Last February, Director Jack Rudnick and Associate Director Molly Zimmermann brought students to a workshop at Binghamton. In May, they traveled with three students to a Buffalo Pre-Seed Workshop. Students attend the breakout sessions and provid patent landscapes on the various technologies. This October, six TCLP students participated in a Pre-Seed Workshop at the Technology Garden in downtown Syracuse, and TCLP students and staff will also be participating in Pre-Seed Workshops in Ithaca and Buffalo this spring.

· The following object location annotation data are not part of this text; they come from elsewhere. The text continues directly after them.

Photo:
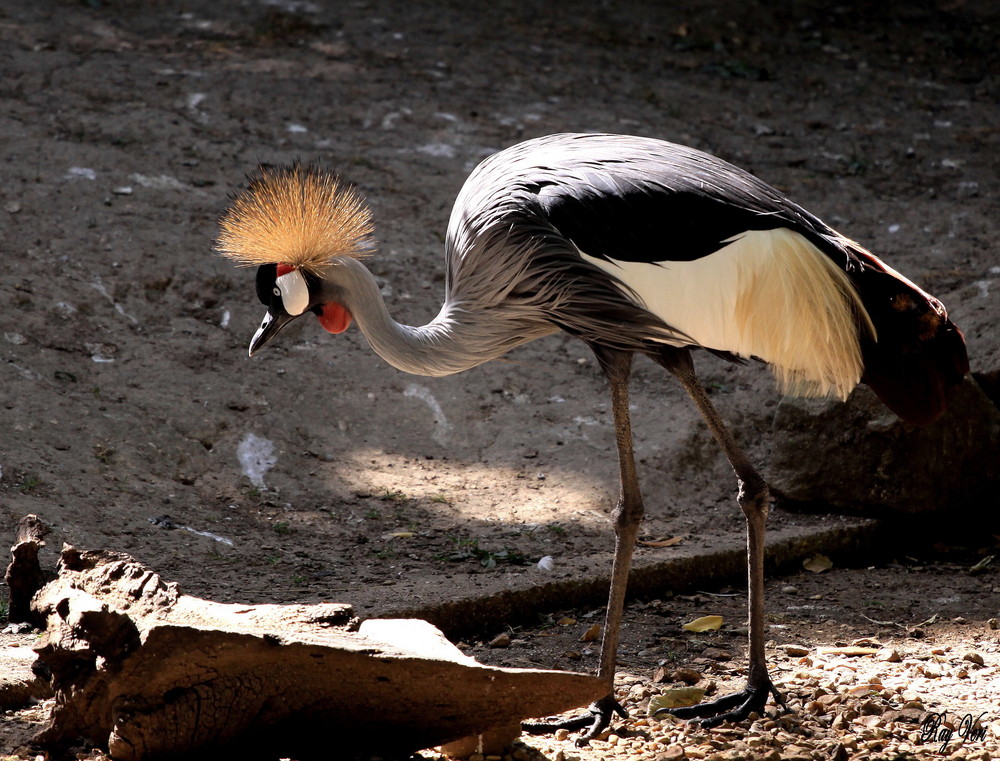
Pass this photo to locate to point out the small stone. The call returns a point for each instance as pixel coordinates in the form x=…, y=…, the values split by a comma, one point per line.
x=688, y=676
x=501, y=640
x=671, y=753
x=871, y=708
x=716, y=654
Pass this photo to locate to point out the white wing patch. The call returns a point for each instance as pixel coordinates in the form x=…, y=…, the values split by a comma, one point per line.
x=769, y=294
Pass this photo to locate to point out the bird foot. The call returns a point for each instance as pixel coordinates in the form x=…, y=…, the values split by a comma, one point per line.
x=732, y=708
x=597, y=718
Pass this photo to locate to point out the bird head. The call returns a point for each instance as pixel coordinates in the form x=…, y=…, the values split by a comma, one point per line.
x=918, y=353
x=294, y=224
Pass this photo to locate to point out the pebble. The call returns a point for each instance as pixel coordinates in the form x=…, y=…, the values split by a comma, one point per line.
x=501, y=640
x=796, y=651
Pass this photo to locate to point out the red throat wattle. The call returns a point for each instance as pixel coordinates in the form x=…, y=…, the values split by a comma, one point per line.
x=334, y=318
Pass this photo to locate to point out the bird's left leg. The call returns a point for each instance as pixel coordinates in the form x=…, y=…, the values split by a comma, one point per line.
x=753, y=501
x=626, y=517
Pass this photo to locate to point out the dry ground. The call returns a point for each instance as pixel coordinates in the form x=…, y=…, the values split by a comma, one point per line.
x=128, y=395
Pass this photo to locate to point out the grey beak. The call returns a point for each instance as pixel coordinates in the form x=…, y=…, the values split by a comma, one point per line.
x=269, y=328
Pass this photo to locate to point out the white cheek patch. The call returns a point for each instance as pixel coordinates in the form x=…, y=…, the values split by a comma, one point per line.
x=294, y=292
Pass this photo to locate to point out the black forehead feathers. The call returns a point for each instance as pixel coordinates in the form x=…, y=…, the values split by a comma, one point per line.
x=266, y=275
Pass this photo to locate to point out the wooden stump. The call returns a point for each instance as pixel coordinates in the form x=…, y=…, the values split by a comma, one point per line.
x=147, y=672
x=24, y=575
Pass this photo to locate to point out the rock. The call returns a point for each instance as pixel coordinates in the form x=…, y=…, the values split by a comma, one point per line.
x=501, y=640
x=688, y=676
x=796, y=651
x=144, y=671
x=672, y=753
x=716, y=654
x=858, y=457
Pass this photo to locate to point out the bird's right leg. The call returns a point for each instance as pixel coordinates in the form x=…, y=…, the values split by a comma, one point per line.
x=753, y=501
x=626, y=517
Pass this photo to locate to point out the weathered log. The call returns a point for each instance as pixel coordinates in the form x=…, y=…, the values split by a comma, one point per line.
x=24, y=575
x=147, y=672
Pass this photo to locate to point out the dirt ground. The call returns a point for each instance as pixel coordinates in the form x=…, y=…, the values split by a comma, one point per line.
x=134, y=420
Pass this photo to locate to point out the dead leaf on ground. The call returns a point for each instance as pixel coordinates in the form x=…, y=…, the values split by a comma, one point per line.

Publication: Startup Guidebook
In Spring 2014, as part of an assignment for TCLP course LAW 815, students Brian Becker (3L) and Erin Phillips (3L), under the guidance of Senior Research Assistant Justin Burgess (L’14), authored a “Startup Guidebook.” The Guidebook is intended to assist individuals in forming and growing a business based on new technology. Founders of technology start-ups are usually the inventors, who notoriously focus on the research and development of their product overlook important early business issues crucial to a successful venture.
The Startup Guidebook includes a “Founders’ Memorandum of Understanding for Starting a Business” (MOU), which is a checklist of initial business concerns that, if addressed, will aid in the construction of a founders’ agreement. The MOU also provides explanations as to why these listed issues are important and suggested ways to resolve them. Another section, the “Founders’ Agreement Format and Guide”, includes a sample founders’ agreement and notes that provide explanations for the clauses used in the sample agreement. Many of the resolutions to the issues listed in the MOU can be easily transferred into the sample founders’ agreement. A “Startup Checklist” lists things to do when starting a business, such as forming a business plan, registering a “Doing Business As” name, registering for taxes, and opening bank accounts. The Guidebook concludes with a list of do’s and don’ts for writing a business plan. The Guidebook is being distributed to various NYSTAR incubators and Empire State Development offices and is a popular handout at Pre-Seed Workshops and start-up events.